If i have our oil central heating on, the radiators get hot, almost too hot to touch, but there is never enough water in the hot tank to have a shower, even if the heating is on for a few hours. There is some hot water, but we would have to turn on the immersion heater in order to have a decent shower. Our tank is a standard size copper tank etc..

This is not an ideal situation for the pocket..


----------



## Caveat (7 Jul 2009)

Is this only a recent thing?


----------



## colin79ie (7 Jul 2009)

No, it's not recent. It's been going on more or less since it was fitted. Just fed up with it.


----------



## Caveat (7 Jul 2009)

I'm far from an expert but it sounds like there might be a blockage preventing proper flow into the cylinder especially if the rads are so hot - could be an easy fix for a competent plumber.


----------



## DavyJones (7 Jul 2009)

Look at your cylinder. you will see four pipes that connect to it. One off the top and one that goes into the very bottom. At the opposite side of the bottom entering pipe, you should see two pipes that enter the cylinder about 18" apart and parallel. On the bottom paralled pipe will be a red wheeled valve, make sure it is open.(turn  anti clockwise). If you open it, when heating is on these two pipes should heat.

is your heating zoned?
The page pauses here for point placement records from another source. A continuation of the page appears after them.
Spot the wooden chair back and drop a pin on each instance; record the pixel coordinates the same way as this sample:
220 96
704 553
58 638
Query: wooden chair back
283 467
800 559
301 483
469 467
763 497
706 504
I.E can you have hot water only or radiators only?


----------



## colin79ie (7 Jul 2009)

I don't think the house is zoned. I'm no expert. The only valves that the plumber told me about were the ones in our utility which go upstairs. He said closing one of the valves would isolate the rads upstairs, if we were not using the upstairs for any reason. Both these valves are open.

I will check the valve at the tank as suggested.
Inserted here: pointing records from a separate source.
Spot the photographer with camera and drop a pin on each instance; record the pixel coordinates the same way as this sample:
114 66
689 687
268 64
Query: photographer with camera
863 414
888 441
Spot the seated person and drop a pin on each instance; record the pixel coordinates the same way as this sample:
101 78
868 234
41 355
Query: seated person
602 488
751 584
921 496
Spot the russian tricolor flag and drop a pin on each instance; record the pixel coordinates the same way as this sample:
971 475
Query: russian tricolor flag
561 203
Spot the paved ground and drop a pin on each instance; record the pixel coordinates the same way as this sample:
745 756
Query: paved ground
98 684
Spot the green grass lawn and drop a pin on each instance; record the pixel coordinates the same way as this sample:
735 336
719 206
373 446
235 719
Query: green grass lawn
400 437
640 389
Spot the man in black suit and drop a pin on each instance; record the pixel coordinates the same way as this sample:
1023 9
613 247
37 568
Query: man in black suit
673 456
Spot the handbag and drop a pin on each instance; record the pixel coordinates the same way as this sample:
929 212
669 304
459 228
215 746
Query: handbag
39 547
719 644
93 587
Before opening this, would there be any reason why it would not be fully open, other than the plumber not opening it fully by mistake?

I don't want to tamper with the plumbing gods!!


----------



## DavyJones (7 Jul 2009)

It is used for balancing the system, it should be half open (roughly). you will not do any harm by opening it. 

In my experiance, when someone needs to turn the water off, every valve in the hot press gets turned off, since this valve doesn't effect the water flow from taps, it is often forgotten about and not re-opened.


----------



## colin79ie (10 Jul 2009)

Ook, I checked the pipes. No valves on these. They were both hot when the heating was on. Might it be a problem with the tank itself? It is insulated with a lagging jacket. There are lots of old clothes/duvets etc in the hotpress as well, which I think would add to the insulation effect.


----------